3. 2nd grade social studies: "According to the US Constitution, the President is part of which of the three branches of government?"
4. 4th grade math: "The supplementary angle of a 40 degree angle has how many degrees?"
5. 4th grade math: "What is the reciprocal of 3/4?"
6. 1st grade spelling: "How many of the words for the numbers 1-10 have five letters?"
7. 3rd grade U.S. history: "In what U.S. State was the Civil War battle of Gettysburg fought?"
8. 1st grade earth science: "The period of Daylight Savings Time includes which one of the four seasons in it's entirety?"
9. 2nd grade health: "Typical people have how many baby teeth as kids?"
10. "How many meters are in a kilometer?"
I must be getting smarter (or the questions must be getting dumber-er) because I knew most of these. It's funny how you talk yourself out of answers, too.
When Jeff read question #5 about the reciprocal of 3/4, I immediately said, "4/3's, it's the opposite." Then I thought, "Gurl, are you nuts?! Do you ever remember sitting in 4th grade math flipping fractions? Get real. And get more of those peanut butter cups at the candy store. They were fabulous. Now back to your regularly scheduled stupidity."

We are now the proud owners of a new couch and chair. Well, we will be when it arrives in two months. Maybe it's just me, but it kinda rubs me the wrong way when I'm spending a couple thousand dollars at a store and they charge me $80 to deliver their crap. (As IF that isn't bad enough, if they deliver on a weekend, it's $95!) I said, "You have a delivery fee?" because I know the last time we bought from them, they didn't charge us. He said, "We either tell people right up front it's $80 or we'd have to add it to the price of the furniture." Ya know what? I'd *rather* they add it to the cost cuz it pissed me off when he told me that. If one more f'ing business person tells me they're passing on the cost of high gas to the consumers, I'm going to FREAK. Who do WE get to pass OUR COSTS ONTO?!
We bought the furniture on a two year no payment deal and the lady says, "Even though you won't get your couch for two months, your two years starts today." I said, "So essentially, I'm losing two months of payment time." She said, "Oh you're not losing it because you don't need to make a payment at all." Um, hello? If my time starts today and I don't have my furniture for two months, I'm losing two months, I don't care how you try to explain it away.

2 comments:

WW said...

OK, since I didn't get to watch it last night (cause I was off a friend's house having supper), let's see how many I get right.
1. Monday 2. a whale 3. executive 4. hell if I know 5. 4/3 or 1 1/3 6. 3, three seven eight 7. Virginia? 8. winter 9. 32? 10. 1000.

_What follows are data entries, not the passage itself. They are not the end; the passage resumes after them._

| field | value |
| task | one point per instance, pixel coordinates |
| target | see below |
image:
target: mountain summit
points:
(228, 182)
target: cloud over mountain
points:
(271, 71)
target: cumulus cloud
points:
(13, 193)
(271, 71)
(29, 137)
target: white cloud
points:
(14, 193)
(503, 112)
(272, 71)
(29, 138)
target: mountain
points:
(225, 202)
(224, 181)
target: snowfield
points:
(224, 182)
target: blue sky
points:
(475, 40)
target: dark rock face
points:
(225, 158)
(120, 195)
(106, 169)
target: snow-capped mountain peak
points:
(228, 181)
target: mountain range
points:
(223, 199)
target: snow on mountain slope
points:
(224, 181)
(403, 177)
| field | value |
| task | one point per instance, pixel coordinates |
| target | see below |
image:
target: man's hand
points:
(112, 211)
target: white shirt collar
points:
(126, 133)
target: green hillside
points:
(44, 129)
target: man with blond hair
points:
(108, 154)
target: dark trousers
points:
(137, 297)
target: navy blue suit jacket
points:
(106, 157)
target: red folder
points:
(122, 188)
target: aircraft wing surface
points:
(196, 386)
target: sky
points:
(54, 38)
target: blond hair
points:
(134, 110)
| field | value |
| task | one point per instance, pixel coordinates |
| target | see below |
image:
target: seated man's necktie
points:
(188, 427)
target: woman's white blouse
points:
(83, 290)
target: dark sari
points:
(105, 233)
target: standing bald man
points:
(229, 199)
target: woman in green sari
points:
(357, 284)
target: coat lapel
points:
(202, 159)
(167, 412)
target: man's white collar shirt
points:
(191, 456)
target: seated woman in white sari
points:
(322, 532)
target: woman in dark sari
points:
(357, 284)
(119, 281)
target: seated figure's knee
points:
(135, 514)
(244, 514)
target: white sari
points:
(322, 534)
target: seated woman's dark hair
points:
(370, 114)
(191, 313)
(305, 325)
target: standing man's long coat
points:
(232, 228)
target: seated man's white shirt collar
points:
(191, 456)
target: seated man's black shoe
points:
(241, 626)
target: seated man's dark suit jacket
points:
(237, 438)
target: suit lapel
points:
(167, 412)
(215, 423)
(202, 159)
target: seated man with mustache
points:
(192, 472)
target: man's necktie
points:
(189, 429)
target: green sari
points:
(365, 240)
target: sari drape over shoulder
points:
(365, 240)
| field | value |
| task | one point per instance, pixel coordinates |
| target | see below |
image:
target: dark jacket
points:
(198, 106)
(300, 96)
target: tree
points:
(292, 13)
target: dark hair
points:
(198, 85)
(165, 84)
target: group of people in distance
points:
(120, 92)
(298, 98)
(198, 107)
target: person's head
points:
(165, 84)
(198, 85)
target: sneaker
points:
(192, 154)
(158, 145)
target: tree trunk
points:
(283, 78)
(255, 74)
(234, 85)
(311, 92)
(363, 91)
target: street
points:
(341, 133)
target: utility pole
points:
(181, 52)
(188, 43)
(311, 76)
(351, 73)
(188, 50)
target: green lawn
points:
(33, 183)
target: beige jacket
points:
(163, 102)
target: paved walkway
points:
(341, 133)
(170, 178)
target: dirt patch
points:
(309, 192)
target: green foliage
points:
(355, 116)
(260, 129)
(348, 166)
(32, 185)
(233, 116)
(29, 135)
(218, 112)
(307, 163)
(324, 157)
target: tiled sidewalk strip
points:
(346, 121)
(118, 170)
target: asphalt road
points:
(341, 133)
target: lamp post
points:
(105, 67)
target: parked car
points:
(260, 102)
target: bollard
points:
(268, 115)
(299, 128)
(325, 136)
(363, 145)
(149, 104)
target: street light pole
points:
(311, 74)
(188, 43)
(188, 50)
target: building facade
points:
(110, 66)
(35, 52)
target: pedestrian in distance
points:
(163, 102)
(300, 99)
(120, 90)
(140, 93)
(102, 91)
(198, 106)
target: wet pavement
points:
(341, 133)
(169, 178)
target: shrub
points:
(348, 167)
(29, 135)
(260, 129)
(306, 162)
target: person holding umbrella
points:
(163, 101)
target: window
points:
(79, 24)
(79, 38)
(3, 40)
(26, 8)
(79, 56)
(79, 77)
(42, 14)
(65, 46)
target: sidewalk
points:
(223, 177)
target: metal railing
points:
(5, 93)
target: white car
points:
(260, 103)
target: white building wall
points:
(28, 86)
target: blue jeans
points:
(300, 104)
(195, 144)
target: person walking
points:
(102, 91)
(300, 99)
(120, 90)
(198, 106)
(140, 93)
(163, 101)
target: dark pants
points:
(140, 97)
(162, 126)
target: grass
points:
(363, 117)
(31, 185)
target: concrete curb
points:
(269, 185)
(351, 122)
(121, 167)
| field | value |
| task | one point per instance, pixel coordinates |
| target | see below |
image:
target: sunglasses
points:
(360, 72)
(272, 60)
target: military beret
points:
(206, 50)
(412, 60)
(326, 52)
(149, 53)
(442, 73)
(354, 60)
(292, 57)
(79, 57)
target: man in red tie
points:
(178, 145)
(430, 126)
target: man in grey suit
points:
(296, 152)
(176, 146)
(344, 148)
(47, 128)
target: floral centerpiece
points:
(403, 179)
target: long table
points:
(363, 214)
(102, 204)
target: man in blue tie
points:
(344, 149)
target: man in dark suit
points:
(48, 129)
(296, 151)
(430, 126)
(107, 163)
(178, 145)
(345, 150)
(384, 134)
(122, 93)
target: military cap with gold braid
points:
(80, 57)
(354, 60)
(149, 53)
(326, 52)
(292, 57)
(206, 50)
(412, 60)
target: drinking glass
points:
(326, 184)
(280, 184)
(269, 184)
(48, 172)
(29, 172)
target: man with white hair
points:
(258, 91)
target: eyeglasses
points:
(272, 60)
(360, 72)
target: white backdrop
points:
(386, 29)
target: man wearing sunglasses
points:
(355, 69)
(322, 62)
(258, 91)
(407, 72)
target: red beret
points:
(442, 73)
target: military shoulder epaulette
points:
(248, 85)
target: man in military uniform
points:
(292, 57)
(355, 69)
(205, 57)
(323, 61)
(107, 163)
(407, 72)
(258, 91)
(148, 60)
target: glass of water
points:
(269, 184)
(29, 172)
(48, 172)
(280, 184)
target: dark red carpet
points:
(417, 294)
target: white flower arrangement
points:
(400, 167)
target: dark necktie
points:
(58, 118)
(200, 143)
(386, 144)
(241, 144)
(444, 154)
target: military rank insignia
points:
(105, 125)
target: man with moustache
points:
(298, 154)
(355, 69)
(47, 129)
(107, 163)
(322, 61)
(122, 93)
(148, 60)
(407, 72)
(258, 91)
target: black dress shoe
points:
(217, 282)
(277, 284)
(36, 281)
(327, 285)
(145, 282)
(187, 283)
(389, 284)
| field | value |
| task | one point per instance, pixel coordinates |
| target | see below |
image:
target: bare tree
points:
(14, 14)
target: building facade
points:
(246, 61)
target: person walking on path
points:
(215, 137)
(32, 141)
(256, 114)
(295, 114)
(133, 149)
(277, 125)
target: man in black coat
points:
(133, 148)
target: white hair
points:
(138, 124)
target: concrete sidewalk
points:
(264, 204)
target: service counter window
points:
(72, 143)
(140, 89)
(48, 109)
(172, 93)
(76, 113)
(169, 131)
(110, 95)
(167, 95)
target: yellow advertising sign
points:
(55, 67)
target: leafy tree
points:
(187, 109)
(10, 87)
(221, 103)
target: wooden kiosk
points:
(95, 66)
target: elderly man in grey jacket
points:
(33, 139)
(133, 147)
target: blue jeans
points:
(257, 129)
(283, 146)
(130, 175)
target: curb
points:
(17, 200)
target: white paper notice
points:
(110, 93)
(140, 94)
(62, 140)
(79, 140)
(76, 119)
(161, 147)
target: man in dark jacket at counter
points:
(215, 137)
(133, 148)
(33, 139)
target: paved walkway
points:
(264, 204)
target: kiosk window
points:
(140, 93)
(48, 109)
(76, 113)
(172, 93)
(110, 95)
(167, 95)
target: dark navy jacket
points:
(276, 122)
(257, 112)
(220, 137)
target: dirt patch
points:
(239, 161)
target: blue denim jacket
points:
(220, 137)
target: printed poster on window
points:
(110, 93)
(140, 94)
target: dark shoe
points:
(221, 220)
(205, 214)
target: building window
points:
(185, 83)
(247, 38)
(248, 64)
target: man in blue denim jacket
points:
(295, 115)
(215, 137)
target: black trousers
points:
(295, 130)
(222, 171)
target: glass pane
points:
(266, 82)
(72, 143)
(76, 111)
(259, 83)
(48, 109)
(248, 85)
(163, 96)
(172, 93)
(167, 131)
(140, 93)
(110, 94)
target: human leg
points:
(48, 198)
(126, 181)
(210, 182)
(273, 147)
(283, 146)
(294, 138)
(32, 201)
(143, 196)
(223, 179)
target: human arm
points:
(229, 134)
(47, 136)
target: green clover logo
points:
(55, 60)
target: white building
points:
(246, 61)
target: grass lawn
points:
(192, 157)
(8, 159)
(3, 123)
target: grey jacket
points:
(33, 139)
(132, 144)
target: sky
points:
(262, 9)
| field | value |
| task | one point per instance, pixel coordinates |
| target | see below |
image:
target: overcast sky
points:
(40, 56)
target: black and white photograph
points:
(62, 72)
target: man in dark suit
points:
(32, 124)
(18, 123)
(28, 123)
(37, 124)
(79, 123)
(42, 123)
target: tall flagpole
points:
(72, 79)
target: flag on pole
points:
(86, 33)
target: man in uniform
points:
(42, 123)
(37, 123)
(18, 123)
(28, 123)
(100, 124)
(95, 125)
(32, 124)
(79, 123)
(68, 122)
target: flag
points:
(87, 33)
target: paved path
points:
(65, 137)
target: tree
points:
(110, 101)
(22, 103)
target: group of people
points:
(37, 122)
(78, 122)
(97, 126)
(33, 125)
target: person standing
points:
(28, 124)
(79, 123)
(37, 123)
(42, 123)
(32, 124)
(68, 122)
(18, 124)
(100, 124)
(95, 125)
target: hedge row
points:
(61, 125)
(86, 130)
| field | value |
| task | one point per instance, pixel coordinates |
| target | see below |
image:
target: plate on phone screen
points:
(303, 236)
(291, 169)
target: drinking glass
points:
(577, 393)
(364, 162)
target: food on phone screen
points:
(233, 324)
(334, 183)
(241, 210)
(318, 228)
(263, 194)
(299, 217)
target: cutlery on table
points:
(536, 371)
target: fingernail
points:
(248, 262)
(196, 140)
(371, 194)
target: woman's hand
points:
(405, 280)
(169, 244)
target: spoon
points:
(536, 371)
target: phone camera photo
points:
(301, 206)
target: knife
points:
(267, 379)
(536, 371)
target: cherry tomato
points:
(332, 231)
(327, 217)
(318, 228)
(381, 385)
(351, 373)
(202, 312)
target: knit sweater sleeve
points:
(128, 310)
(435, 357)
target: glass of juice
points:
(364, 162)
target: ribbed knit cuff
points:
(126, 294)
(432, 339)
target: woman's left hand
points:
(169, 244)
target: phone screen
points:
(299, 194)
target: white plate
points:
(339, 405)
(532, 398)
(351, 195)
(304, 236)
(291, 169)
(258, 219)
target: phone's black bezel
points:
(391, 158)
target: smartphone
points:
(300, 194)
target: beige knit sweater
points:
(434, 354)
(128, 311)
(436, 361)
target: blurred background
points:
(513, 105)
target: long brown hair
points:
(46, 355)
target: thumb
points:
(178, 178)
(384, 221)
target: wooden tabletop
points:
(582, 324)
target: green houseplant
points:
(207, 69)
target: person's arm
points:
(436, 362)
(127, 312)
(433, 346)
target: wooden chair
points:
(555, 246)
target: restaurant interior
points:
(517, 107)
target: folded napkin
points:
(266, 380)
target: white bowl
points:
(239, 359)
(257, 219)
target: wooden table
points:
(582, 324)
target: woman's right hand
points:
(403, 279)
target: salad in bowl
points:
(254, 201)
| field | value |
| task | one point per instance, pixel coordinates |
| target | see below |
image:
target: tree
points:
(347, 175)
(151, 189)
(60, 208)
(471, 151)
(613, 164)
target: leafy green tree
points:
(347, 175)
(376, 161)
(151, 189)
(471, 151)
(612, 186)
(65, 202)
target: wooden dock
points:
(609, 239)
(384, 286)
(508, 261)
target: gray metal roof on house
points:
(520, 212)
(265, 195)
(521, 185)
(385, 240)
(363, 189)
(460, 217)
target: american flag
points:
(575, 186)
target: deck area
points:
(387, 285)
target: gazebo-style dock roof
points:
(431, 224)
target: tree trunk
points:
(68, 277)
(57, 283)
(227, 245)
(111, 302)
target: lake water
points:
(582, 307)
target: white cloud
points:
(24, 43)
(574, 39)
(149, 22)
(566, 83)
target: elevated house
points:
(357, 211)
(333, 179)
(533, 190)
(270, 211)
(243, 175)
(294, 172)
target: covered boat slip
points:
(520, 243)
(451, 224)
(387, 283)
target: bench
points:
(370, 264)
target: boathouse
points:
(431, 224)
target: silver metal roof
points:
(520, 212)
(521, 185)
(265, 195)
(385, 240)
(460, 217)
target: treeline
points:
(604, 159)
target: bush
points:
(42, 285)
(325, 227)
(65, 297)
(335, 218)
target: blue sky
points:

I saw the commercials with the chick counting her teeth, which I find funny because at that point she doesn't have baby teeth, and most likely has wisdom teeth.

*Goddess* said...

Not bad. You missed three.

I didn't know WHAT that chick was doing in the commercial. When I saw it, she had her hand over her mouth and I thought she was counting something to do with the kids on the panel?